Tigmanshu Dhulia has gradually become a filmmaker I want to watch more often. The rawness of Haasil, the almost-Shakespearean Sahib Biwi Aur Gangster and now Paan Singh Tomar make a pretty powerful argument in his favor. This time round, he paints a beautiful portrait of a real India we don’t often see. It’s a simple enough premise– a small town journalist is summoned to meet with the dreaded dacoit Paan Singh Tomar. He is nervous, stammers a good deal and, initially at least, asks all the wrong questions. Tomar calls himself a ‘baghi’ or rebel rather than a dacoit. And when you hear his story, you can see why he feels that way. It’s a beautifully told story that is common enough in India. Neglected athletes, corrupt police, land wars and snapshot of the life of a jawan in the army.

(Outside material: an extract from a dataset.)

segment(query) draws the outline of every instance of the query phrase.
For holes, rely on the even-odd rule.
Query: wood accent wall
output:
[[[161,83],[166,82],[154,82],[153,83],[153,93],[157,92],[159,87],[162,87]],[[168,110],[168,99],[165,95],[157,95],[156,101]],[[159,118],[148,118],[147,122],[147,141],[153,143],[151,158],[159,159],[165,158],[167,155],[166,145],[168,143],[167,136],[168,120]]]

The film starts off on a rough note. The dialog is in a slightly unfamiliar dialect but close enough to Hindi that you can understand .After a point, it ceases to matter. Our first glimpse of Paan Singh does nothing to endear him to us. We feel more for the bumbling journo. But when the narrative of his life begins, that soon changes. Much of the events in Tomar’s life are triggered by other trivial events. He only takes up athletics because athletes do not have to subsist on rations but soon grows to love competing. And when he starts training, the director cleverly exposes the nepotism and lack of facilities that plague Indian Sports. When the pot-bellied Sports Authority of India official insists that the canvas shoe wearing Tomar switch to spiked running shoes minutes before the race just to appease national pride, you cringe because you know it is not just cinematic license. You’re not surprised when he loses and yet when he wins at a later race, we too are caught up in the moment of victory. When he finally corners his cousin for the orgy of revenge that has been building through the second half of the film, we understand the real reason behind his rage. To Paan Singh’s surprise and ours, it is the loss of the opportunity to display his athletic skills that bothers him rather than the loss of land. After all, says the young officer who is signing orders for his capture, the man did win several medals for India and deserves a little respect!
Tigmanshu Dhulia does an outstanding job with the entire film. The story telling is spot on. I did have reservations that maybe it was carefully segmented and that the various identities he had did not overlap but that is mere quibbling on my part. The cinematography captures beautifully the desolation of the Chambal valley. The director also uses clever visual clues to give us insight into the situation. For instance, the shot where Paan Singh meets his family for the last time. Or the shot at the end where he clears the last hurdle of his life. The acting in this film – right from Irfan’s portrayal to the various character actors including the villainous cousin – are on point. While Irfan, the actor who played the journalist and Mahie come in for the obvious accolades, I also thought the actors who played Col. Masand, the hotheaded young Hanumantha and Balwant, also deserve special mention.
I went for this film with few expectations. But l left the hall carrying Paan Singh Tomar home with me. And very real regret, nearly 22 years after his death, that things did not turn out differently for him.